The merger plan was accepted verbally by the tribunal, and a written decision is anticipated within the next 15 to 20 days

The Mumbai bench of the National Company Law Tribunal (NCLT) approved the merger of multiplex companies PVR and INOX on 12 January, according to sources following the event

The merger plan was accepted verbally by the tribunal, and a written decision is anticipated within the next 15 to 20 days.

Three PVR shares will be merged for every ten INOX shares, according to the authorised merger ratio.

On 27 March  of the previous year, PVR and INOX Leisure announced their intention to merge, creating the biggest multiplex chain in the nation with a network of more than 1,500 screens.

In five years, PVR Chairman Ajay Bijli projects that the combined company will have 3,000–4,000 screens.

The National Company Law Tribunal (NCLT), stock exchanges, the Securities and Exchange Board of India (SEBI), and shareholders all have to approve the merger.

According to the companies, the new theatres that are opened after the merger will be marketed as PVR INOX and the merged company will be known as PVR INOX.

Ajay Bijli and Sanjeev Kumar would be named as the combined entity's managing director and executive director, respectively, according to the two companies' announcement of the merger.

Pavan Kumar Jain, the chairman of the INOX Group, will be named as the non-executive chairman of the board.
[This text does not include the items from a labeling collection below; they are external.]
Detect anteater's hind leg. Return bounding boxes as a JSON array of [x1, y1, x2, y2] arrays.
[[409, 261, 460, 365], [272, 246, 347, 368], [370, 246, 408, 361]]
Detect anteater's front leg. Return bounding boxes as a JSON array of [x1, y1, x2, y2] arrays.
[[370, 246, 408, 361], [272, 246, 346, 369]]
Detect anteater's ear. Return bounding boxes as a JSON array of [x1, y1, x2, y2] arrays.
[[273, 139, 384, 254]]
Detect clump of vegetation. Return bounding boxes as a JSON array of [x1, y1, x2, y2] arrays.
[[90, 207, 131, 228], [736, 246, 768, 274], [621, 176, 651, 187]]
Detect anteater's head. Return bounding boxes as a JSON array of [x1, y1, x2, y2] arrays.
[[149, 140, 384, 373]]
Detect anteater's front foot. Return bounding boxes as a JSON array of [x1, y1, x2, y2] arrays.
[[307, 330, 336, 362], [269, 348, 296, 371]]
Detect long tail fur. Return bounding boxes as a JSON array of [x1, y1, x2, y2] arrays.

The combined entity will appoint Siddharth Jain as a Non-Executive Non-Independent Director.

Following the merger, INOX promoters will hold a 16.7 per cent share in the new company, while PVR promoters will hold a 10.6 per cent stake.

 Analysts estimate that the combined company will control 50 per cent of the multiplex screens in India. PVR and INOX currently hold a combined box office share of 42 per cent for Hindi and English content.

According to another analyst, the PVR-INOX merger will create a two-player market for multiplexes in India.